Une mobilisation interne avant l’échéance
Depuis le 5 mars, coordonnateurs et délégués de la juridiction électorale prennent part à une session de quarante-huit heures organisée spécialement à leur intention. L’enjeu est clair : aligner les pratiques avant le déploiement sur le terrain.
Le thème retenu, « Observation du déroulement de l’élection du président de la République, scrutin des 12 et 13 mars », fixe d’emblée le cadre. La cérémonie d’ouverture s’est tenue dans la salle d’audience de la Cour, le premier jour des travaux.
Cette mise en condition n’a rien d’anodin. Elle traduit la volonté de l’institution d’aborder le rendez-vous électoral avec une organisation rodée, plutôt que d’improviser une présence d’observateurs au pied levé.
Auguste Iloki rappelle le socle juridique
Le président de la Cour, Auguste Iloki, a profité de l’ouverture pour replacer la mission dans son fondement légal. Selon lui, l’observation tire son autorité de la délibération de 2009, texte qui structure encore aujourd’hui le travail de la juridiction.
Ces dispositions confient à la Cour constitutionnelle l’ensemble des activités liées à la validité, à la crédibilité et à la sincérité de l’élection présidentielle. Une responsabilité large, qui dépasse le simple constat et engage la parole de l’institution sur la régularité du vote.
Auguste Iloki a insisté sur la manière d’exercer cette charge. Les délégués, a-t-il souligné, doivent agir « délicatement et avec responsabilité, afin d’atteindre les objectifs spécifiques attendus ». Une exigence de retenue autant que d’efficacité.
Des rôles distribués avec précision
La formation n’est pas restée théorique. Le thème central a été décliné en plusieurs sous-thèmes traités dès le 5 mars, chacun confié à une figure de la Cour, signe d’une répartition assumée des compétences.
Auguste Iloki a lui-même présenté les fondements juridiques de la mission. Le vice-président Pierre Passi a, de son côté, détaillé le rôle des coordonnateurs, maillon chargé d’organiser et d’encadrer le travail des équipes sur le terrain.
La juge Nadia Josiane Macosso a complété le dispositif en développant le rôle des délégués eux-mêmes. Cette répartition pédagogique laisse entrevoir une chaîne hiérarchique claire, du sommet de la Cour jusqu’au délégué présent dans le bureau de vote.

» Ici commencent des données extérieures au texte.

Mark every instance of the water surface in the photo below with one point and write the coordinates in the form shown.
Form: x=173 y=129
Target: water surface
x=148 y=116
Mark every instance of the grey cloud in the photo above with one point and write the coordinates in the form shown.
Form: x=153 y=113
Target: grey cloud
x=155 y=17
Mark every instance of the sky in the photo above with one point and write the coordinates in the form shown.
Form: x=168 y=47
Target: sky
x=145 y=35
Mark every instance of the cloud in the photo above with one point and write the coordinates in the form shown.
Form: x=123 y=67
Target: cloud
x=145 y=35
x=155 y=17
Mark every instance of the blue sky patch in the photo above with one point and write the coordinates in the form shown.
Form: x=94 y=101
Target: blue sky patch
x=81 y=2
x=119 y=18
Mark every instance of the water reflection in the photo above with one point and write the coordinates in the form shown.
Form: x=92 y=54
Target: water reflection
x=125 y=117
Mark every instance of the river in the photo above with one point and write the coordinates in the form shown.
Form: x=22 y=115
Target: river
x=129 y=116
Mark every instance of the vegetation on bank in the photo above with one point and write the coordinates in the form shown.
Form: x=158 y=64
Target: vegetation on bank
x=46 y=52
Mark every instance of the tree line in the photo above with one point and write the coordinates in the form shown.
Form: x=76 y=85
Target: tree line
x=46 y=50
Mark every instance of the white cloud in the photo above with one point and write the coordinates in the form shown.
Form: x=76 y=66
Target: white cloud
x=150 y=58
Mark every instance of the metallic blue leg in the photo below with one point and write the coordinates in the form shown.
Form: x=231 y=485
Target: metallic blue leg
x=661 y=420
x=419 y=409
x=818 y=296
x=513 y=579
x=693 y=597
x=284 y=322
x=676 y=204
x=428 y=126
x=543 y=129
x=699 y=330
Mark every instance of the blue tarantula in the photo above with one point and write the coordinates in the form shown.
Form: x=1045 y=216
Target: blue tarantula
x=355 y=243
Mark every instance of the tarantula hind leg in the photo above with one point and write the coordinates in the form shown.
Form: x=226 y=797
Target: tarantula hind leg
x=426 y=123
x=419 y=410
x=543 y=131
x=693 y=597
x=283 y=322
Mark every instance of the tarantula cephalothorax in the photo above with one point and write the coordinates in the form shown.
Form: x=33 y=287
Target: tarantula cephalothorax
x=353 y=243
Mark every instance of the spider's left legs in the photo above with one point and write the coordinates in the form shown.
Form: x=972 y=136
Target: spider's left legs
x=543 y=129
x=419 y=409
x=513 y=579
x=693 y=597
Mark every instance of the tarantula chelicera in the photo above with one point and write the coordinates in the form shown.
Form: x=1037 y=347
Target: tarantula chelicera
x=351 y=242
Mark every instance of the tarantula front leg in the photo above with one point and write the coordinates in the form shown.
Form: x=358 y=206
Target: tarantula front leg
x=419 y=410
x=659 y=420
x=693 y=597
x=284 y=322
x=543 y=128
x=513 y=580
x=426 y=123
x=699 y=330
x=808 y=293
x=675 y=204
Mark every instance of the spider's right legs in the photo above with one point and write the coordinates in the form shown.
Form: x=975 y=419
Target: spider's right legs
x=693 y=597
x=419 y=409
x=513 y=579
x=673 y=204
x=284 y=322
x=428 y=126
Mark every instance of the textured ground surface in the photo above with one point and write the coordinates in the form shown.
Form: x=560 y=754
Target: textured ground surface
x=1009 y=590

Ce que révèle cette préparation
Au-delà de la logistique, l’exercice dit quelque chose de la place de la Cour dans le calendrier électoral. En formant ses propres observateurs, l’institution affirme un rôle qui ne se limite pas au contentieux postérieur au vote.
La référence répétée à la validité, à la crédibilité et à la sincérité du scrutin n’est pas neutre. Elle place la juridiction au cœur de la confiance accordée, ou refusée, au résultat final de la présidentielle.
Reste que la portée concrète de cette mission se mesurera sur le terrain, les 12 et 13 mars. La qualité de l’observation dépendra autant de la rigueur des délégués formés que du climat dans lequel se déroulera réellement le scrutin.
Les travaux du forum se sont achevés le 6 mars 2026, refermant cette séquence de préparation. Pour la Cour constitutionnelle, l’étape suivante se jouera désormais hors de la salle d’audience, au plus près des urnes.